Cada cien metros, un mundo

Luís Pousa Rodríguez
Luís Pousa CRÓNICAS CORUÑESAS

A CORUÑA

MARCOS MÍGUEZ

Será un martes extraño, un martes disfrazado de lunes, sin nativos ataviados con lo primero que encontraron al abrir el armario

16 feb 2021 . Actualizado a las 19:16 h.

En algún universo paralelo, hoy es martes de carnaval y nos disponemos a bajar la calle de la Torre desde el campo de Marte hasta San José, como cada invierno, en uno de esos sagrados rituales laicos que hacen la vida soportable a los que nos hemos quedado sin más liturgias que las de andar por casa.

No habrá choqueiros esta tarde en la esquina frente a la confitería París, donde las placas del Arlington coruñés recuerdan a los grandes de nuestro entroido. Será un martes extraño, un martes disfrazado de lunes, sin nativos ataviados con lo primero que encontraron al abrir el armario. Cuando el tipo con cuernos de bisonte se sentó el día de Reyes en la presidencia del Senado de Estados Unidos, corrió un murmullo por Monte Alto:

-É un dos nosos.

Habían reconocido en Yellowstone Wolf, el que asaltó el Capitolio con el pecho al aire y sus pieles de Thoreau pilladas en Ali Express, a uno de los suyos. Los choqueiros habían tomado el templo de la democracia en Washington. El problema es que no eran choqueiros de verdad, sino unos memos disfrazados de choqueiros, que no es lo mismo y, lo que es peor, no tiene ninguna gracia.

Lo único que les gusta asaltar a los choqueiros, cuando las pandemias no lo impiden, es el campo da Leña, y de buen rollo, como mucho agrediendo a los transeúntes con una pistola de agua o uno de esos espráis de los chinos que chiringan espuma.
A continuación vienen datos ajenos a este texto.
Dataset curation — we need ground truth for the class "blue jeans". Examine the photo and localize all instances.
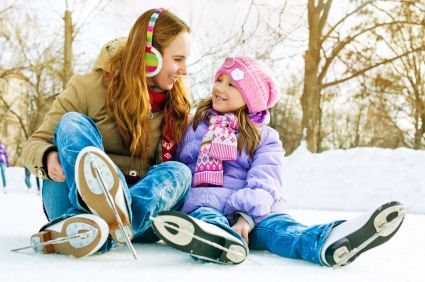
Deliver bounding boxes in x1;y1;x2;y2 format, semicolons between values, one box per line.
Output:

Volverán los choqueiros, por el entroido del 2022, y haremos una larga reverencia a Os Maracos, Monte Alto a 100 y los Kilomberos. Y descubriremos de nuevo que cuando el gran Roberto Bolaño escribió aquello de «cada cien metros, cambia el mundo» estaba pensando en la calle de la Torre y en los cien mundos que convergen en un solo metro cada martes de carnaval.